TAG (Table-Augmented Generation) is a method to expand the context and capabilities of language models (LLMs), allowing them to provide more useful responses.
What is it?
Despite the similarity in name with RAG (Retrieval-Augmented Generation), TAG is based on a different concept: The interaction between an LLM and a relational database, enabling the language model to obtain structured data in real-time. This allows the model to provide responses that are well-founded and up-to-date.
The practical implementation of this involves executing SQL queries generated by the model on the database.
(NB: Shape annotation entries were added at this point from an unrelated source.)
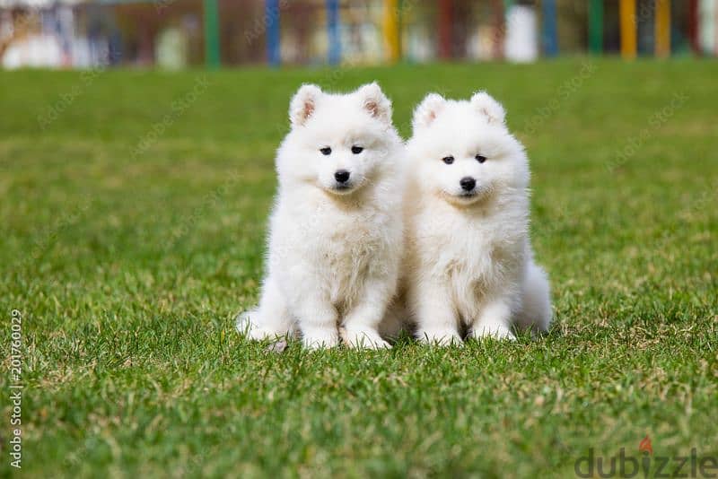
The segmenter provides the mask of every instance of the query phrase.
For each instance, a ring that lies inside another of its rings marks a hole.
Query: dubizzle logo
[[[597,457],[591,448],[588,456],[574,464],[574,471],[579,477],[595,477],[594,472],[599,477],[635,477],[639,473],[644,478],[649,474],[651,477],[718,477],[718,457],[699,457],[696,448],[690,449],[690,456],[654,456],[646,434],[638,444],[638,457],[626,456],[626,448],[621,448],[617,456]]]

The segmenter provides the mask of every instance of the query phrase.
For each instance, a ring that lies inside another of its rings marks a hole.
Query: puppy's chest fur
[[[295,248],[293,261],[313,272],[333,302],[351,300],[369,274],[387,267],[389,243],[400,231],[392,231],[390,214],[378,205],[320,199],[292,209],[282,228],[293,245],[287,248]]]
[[[448,287],[462,316],[475,316],[486,297],[513,287],[523,261],[521,224],[497,218],[424,212],[415,222],[419,268]]]

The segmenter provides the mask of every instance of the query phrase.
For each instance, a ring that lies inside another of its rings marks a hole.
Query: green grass
[[[646,434],[656,455],[718,456],[716,77],[709,61],[581,58],[0,73],[24,474],[571,476],[589,448],[635,455]],[[547,336],[278,354],[234,332],[257,301],[291,94],[374,79],[405,136],[429,91],[504,102],[532,162]]]

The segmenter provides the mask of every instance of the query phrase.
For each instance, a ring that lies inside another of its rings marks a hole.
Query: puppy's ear
[[[289,121],[293,126],[301,126],[314,113],[317,100],[322,95],[317,85],[303,84],[289,103]]]
[[[501,103],[486,91],[478,91],[471,97],[471,105],[488,118],[489,123],[503,125],[506,119],[506,111]]]
[[[414,129],[428,126],[443,109],[446,100],[439,93],[429,93],[414,110]]]
[[[367,83],[359,87],[356,92],[362,99],[363,108],[372,117],[383,123],[391,123],[391,101],[381,91],[379,83],[376,82]]]

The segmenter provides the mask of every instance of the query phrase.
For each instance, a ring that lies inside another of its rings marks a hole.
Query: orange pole
[[[656,57],[670,55],[670,0],[655,0]]]

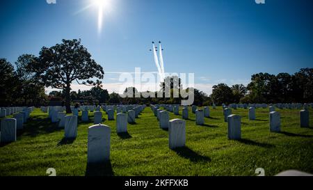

Afterward, the model decides whether additional queries need to be performed, using the incrementally obtained data, before finally generating a response for the user.
Functionality
There are two basic requirements for implementing a TAG system:
-
Data Model Context: For interactions between the database and the LLM to make sense, the latter must understand the structure of the data it will query. The way this initial context is provided depends on the format of the prompt, which we'll review later.
-
Query Tool: Although one could implement a system without an LLM capable of performing tool calls, it significantly simplifies implementation if the model can send queries directly using this tool.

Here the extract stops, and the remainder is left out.